Attempts have been made to determine packing density in unilamellar bilayers by equilibrating lipid monolayers and excess unilamellar bilayers in the aqueous subphase. However, results have been conflicting because of the need for long equilibration times, sensitivity to impurities, and bilayer hemifusion to monolayers. Using an improved version of the technique, it was shown recently that the monolayer surface pressure generated by a variety of bilayers was ~47 mN/m (Lee et al., 2001), a value typical for the measured collapse pressure of phospholipid monolayers (Table 1). This value was independent of differences in lipid packing density that were inferred from differences in acyl chain unsaturation and independent of the presence of cholesterol. The value is, however, similar to the energy of a simple hydrocarbon-water interface. This suggested to the authors that the collapse of phospholipid monolayers may be driven by the hydrocarbon chains alone and implies that the lipid packing density of a monolayer at collapse may not equal that of the bilayer from which it was formed. Estimates obtained by techniques other than direct monolayer-bilayer equilibration, e.g., susceptibility to enzymatic degradation, place bilayer membrane packing densities equivalent to those of monolayers in the range of 30-35 mN/m (MacDonald, 1996; Marsh, 1996). To determine lipid packing density in unilamellar lipid bilayers of SOPC, we used the fluorescence behavior of PBPC in monolayers and bilayers as described in Results. The molecular area of SOPC in unilamellar bilayers was found to be 55.6 ± 0.7 Å² (299 pmol/cm²), which is equivalent to a monolayer surface pressure of 40.5 ± 2.1 mN/m. The molecular area is lower than the value of 61.4 Å² determined from multilamellar bilayers at 30°C (Koenig et al., 1997). Factors possibly responsible for the difference in reported values are the difference in temperature, the lamellarity of the bilayers and differences in ionic strength.

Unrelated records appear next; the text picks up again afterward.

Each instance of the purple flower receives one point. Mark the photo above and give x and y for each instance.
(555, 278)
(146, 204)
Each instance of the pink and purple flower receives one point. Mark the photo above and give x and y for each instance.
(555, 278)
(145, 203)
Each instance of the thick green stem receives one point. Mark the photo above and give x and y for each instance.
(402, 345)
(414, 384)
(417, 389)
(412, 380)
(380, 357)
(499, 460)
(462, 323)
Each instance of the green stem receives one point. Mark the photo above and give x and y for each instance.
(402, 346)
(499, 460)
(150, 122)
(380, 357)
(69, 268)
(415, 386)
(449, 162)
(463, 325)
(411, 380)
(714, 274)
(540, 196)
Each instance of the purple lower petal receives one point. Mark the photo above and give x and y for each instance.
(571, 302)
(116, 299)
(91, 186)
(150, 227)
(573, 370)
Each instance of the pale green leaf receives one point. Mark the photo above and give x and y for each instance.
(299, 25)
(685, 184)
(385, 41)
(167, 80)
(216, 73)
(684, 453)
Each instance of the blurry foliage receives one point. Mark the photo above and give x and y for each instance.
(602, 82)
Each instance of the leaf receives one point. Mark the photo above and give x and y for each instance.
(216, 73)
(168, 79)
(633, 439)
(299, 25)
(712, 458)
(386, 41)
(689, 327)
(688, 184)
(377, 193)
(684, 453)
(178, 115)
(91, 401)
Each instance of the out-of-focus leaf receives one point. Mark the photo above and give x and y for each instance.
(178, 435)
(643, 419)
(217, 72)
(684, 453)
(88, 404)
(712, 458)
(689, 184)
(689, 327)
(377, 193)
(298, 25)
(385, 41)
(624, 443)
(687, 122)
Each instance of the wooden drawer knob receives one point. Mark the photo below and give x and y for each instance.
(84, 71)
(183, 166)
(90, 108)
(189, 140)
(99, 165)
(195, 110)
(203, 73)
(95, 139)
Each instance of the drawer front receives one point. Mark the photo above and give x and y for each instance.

Overall, the results presented show that PBPC is a reasonable substitute for physiologically-relevant phosphatidylcholines commonly used in membrane research and that its fluorescence properties are simple, relative to pyrenes (Lemmetyinen et al., 1989), in that excimer formation arises predominantly by a single mechanism. The analysis of PBPC fluorescence provides a theoretical basis for using the fluorescence of this and related lipids, as demonstrated, to determine lateral lipid concentrations and, potentially, their perturbation by membrane-active substances. The need for close fluorophore proximity for excimer emission should be useful in near-field optical microscopy to quantitate the lateral distribution of lipids in the vicinity of proteins and other structures in membranes (Hwang et al., 1995). Preliminary studies from this laboratory have already shown that the local concentration of BODIPY-labeled lipids in the vicinity of colipase depends on the species in which the BODIPY group resides.